Week 2 - Context-Free Grammers Flashcards
What is a context-free grammer?
A more powerful way of descibing languages with certain recursive syntactic features.
Give an example of a rescursive syntactic feature.
001 = {0, 00, 000, 0…0, 0…01, 0…011, …} and so on
What are context-free languages?
Languages defined by context-free grammers. The consist of the words that can be genertated by a given context-free grammer.
TRUE OR FALSE: All context-free languages are regular languages.
FALSE.
TRUE OR FALSE: All regular languages are context-free languages.
TRUE
What is a grammer?
A collection of substitution rules. It generates all the strings in a language.
What is a substitution rule?
A subsititution rule is a rule that is applied to symbols to help form a word (aka. derivation) in a grammer.
It consists of symbols and terminals.
Single Symbol -> Symbols and/or Terminals
What does using a substitution rule obtain?
A string called a derivation. Derivations can be represented by a parse tree.
How do you get a word in a language using substitution rules in a grammer?
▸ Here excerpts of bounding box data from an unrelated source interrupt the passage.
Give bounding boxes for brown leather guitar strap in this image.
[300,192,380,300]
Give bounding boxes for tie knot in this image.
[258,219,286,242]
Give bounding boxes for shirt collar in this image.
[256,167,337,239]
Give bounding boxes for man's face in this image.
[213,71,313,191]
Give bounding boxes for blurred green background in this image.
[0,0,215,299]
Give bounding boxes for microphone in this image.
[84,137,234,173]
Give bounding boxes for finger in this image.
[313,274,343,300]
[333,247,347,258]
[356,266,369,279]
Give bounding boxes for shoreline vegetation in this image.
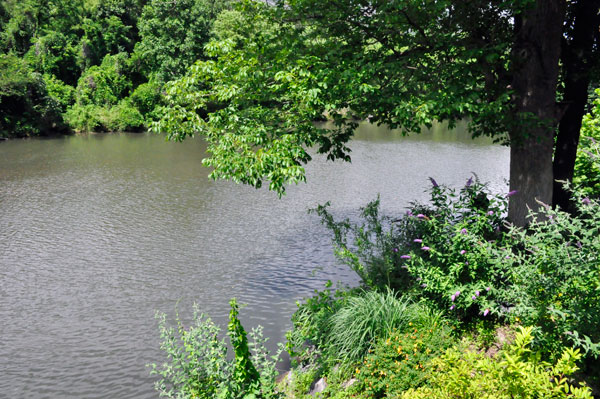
[0,0,600,399]
[153,178,600,399]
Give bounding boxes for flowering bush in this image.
[316,178,511,319]
[400,328,592,399]
[150,299,281,399]
[502,191,600,357]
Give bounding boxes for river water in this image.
[0,124,509,399]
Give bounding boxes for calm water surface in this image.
[0,124,509,398]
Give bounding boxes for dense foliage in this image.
[0,0,229,137]
[399,327,592,399]
[151,300,278,399]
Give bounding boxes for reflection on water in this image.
[0,124,509,398]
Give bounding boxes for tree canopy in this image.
[155,0,600,224]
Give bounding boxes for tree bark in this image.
[508,0,566,226]
[552,0,600,211]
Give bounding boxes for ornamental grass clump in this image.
[326,289,439,366]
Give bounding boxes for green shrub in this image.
[356,323,453,398]
[401,328,592,399]
[150,299,280,399]
[76,53,131,106]
[501,191,600,357]
[65,99,144,132]
[0,54,64,137]
[316,179,508,320]
[129,81,162,121]
[44,74,75,112]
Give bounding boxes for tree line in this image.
[0,0,227,137]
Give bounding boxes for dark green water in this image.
[0,125,509,398]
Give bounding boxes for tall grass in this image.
[329,289,441,366]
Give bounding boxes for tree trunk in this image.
[552,0,600,210]
[508,0,566,226]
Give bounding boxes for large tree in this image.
[155,0,600,225]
You start with the start variable. And then apply any appropriate rule to any smbol or combinitation of adjacent symbols. Replace thoses symbol(s) in the string with the symbols at the other side of the substitution rule. Repeat this step until there are no longer any rules that can be applied to your string.
What is an easier way to write these two substitution rules?
A -> 01
A -> B
A -> 01 | B
Define the context-free grammer in computional terms.
A context-free grammer is a tuple G = (V, Σ, R, S), where
o V is a finite set of variables
o Σ is a finite set of terminals, V ∩ Σ = Ø
o R is a finite set of rules, (a rule being composed from a variable and a string from V ∪ Σ)
o S ∈ V is the start variable
How do you represent a derivation occuring to a string?